Hi everyone,
I have a Python App (Superset) running on Cloud Run, using a Postgres DB running on a GCE VM.
The connection works fine on a small scale, but as soon as more users start using the application, we start experiencing connection timeouts between the application (Cloud Run) and the database (VM).
Here’s a detailed description of my setup and the problem:
Setup:
- Database: PostgreSQL running on a Google Cloud e2-medium VM, using a Container Optimized OS.
- Application: Deployed on Google Cloud Run. The backend is Python using SQLAlchemy for database connections.

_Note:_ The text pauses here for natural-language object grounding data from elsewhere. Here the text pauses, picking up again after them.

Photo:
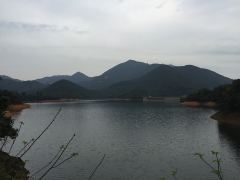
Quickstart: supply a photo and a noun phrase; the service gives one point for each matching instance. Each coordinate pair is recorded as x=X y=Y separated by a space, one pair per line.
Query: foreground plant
x=217 y=162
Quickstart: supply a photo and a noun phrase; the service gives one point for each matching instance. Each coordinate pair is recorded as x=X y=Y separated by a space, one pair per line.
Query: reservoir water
x=142 y=141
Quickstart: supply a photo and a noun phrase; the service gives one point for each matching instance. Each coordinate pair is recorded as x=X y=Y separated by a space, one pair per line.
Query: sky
x=48 y=37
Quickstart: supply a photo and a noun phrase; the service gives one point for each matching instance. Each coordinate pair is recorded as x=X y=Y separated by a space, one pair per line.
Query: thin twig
x=4 y=143
x=70 y=157
x=24 y=147
x=99 y=164
x=41 y=133
x=55 y=162
x=50 y=162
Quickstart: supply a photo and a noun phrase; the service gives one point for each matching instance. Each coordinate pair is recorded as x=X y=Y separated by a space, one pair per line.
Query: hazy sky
x=46 y=37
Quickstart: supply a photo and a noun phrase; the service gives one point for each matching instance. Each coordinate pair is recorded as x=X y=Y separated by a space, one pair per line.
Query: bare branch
x=99 y=164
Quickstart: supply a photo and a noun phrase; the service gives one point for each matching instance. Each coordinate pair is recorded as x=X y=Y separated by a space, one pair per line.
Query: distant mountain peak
x=79 y=74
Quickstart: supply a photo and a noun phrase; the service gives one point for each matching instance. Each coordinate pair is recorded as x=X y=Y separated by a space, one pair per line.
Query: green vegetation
x=10 y=167
x=227 y=97
x=130 y=79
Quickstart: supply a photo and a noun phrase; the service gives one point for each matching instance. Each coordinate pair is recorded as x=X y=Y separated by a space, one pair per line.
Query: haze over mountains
x=128 y=79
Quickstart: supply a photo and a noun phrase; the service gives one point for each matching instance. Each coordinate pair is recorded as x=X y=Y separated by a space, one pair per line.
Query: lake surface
x=142 y=141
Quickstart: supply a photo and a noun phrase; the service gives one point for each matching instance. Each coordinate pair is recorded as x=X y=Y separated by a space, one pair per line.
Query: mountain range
x=129 y=79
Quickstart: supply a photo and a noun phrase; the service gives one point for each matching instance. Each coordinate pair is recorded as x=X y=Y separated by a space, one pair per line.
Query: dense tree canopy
x=227 y=97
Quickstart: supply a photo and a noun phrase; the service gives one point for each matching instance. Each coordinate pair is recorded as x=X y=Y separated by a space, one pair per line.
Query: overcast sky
x=46 y=37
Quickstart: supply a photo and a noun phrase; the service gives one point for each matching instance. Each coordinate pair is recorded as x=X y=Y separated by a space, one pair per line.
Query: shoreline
x=12 y=167
x=15 y=108
x=207 y=104
x=232 y=118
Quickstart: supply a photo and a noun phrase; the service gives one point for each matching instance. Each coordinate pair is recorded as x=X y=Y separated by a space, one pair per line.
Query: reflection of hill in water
x=230 y=135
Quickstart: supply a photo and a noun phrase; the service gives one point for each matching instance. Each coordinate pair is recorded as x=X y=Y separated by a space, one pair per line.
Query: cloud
x=33 y=27
x=106 y=32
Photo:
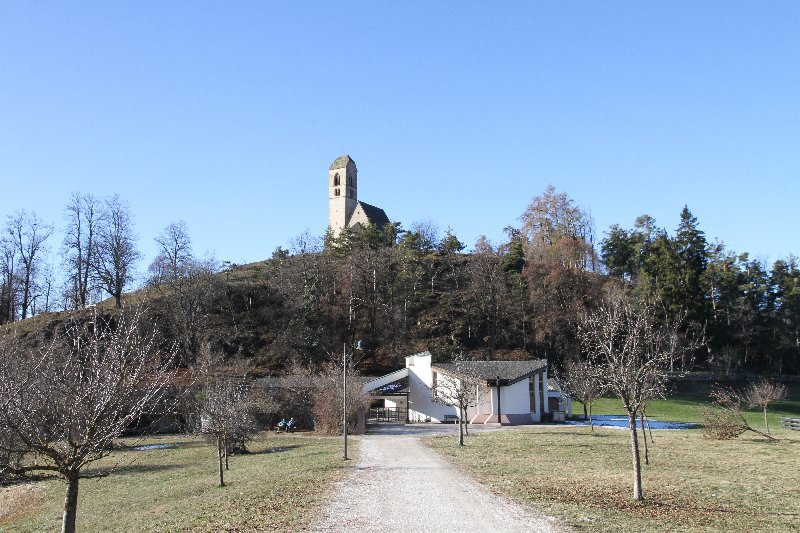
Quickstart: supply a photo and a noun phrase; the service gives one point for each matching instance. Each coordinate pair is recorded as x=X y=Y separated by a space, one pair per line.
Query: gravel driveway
x=400 y=485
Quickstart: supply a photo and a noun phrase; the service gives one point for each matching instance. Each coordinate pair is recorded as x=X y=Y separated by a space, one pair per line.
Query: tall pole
x=344 y=399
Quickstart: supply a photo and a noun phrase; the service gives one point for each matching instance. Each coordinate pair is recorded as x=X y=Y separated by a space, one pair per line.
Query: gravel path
x=400 y=485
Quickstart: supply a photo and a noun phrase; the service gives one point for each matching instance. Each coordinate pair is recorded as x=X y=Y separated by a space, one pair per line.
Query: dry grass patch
x=691 y=484
x=280 y=486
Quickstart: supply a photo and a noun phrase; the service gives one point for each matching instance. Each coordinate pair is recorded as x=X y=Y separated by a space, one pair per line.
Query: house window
x=532 y=393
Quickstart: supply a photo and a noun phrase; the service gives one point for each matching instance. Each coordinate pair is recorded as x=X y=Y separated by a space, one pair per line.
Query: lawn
x=692 y=484
x=280 y=486
x=689 y=406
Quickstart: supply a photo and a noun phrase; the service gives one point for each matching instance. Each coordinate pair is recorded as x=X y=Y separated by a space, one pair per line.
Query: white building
x=508 y=392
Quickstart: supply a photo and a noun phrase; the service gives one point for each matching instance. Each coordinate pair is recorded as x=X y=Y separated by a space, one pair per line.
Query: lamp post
x=360 y=347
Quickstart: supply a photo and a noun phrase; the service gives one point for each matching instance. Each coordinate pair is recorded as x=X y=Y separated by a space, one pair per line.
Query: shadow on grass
x=275 y=449
x=134 y=468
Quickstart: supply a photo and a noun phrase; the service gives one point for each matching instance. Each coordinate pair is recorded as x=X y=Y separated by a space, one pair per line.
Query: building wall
x=421 y=406
x=341 y=206
x=358 y=217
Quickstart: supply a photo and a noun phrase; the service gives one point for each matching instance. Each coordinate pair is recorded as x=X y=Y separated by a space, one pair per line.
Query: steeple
x=342 y=192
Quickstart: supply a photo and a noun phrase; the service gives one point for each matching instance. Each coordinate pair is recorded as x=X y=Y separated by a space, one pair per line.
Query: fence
x=790 y=423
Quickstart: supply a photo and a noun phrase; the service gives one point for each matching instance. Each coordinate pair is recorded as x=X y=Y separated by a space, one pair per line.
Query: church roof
x=376 y=215
x=341 y=162
x=508 y=372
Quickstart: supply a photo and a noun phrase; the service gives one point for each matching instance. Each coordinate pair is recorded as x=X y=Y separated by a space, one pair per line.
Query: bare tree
x=724 y=420
x=622 y=340
x=116 y=248
x=457 y=391
x=187 y=285
x=327 y=393
x=584 y=383
x=27 y=234
x=224 y=407
x=174 y=256
x=93 y=381
x=82 y=216
x=762 y=393
x=8 y=284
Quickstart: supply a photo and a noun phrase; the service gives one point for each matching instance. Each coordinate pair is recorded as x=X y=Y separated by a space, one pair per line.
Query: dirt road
x=400 y=485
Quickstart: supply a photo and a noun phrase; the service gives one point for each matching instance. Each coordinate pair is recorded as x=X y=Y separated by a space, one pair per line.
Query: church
x=344 y=209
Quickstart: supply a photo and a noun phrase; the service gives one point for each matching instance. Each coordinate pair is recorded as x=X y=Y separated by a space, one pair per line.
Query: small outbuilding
x=504 y=392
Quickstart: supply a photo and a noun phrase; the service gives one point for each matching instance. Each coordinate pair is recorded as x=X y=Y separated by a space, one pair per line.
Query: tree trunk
x=644 y=438
x=70 y=504
x=225 y=448
x=219 y=458
x=637 y=465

- Connection: Cloud Run connects to the PostgreSQL VM via a VPC, using an internal IP and a network tag to allow traffic.
- Application Server: Superset is served by Gunicorn with 4 workers and 8 threads each.
Problem:
Database connections work normally with a low number of Cloud Run containers. However, as I scale up the number of Cloud Run instances (increasing the number of simultaneous connection attempts), I start experiencing connection timeouts. This occurs even though:
- PostgreSQL’s max_connections is not reached.
- CPU usage on the VM is below 50%.
- Memory usage on the VM is below 30%.
- I don’t see any error logs on Postgres
SQLAlchemy Configuration:
My SQLAlchemy engine options are configured as follows:
SQLALCHEMY_ENGINE_OPTIONS = {
“pool_pre_ping”: True,
“pool_size”: 32,
“max_overflow”: 16,
“pool_timeout”: 300,
“connect_args”: {
“connect_timeout”: 300,
}
}
Note that I set high timeout times and I still experience timeouts
I’ve already checked VPC firewall rules to ensure that inbound traffic on port 5432 is allowed from the Cloud Run service’s IP range to my VM. I’m using network-tags to allow traffic.
What I’ve Tried:
- Monitored CPU and memory usage on the VM and experimented with larger VMs
- Verified PostgreSQL’s max_connections setting.
- Checked firewall rules.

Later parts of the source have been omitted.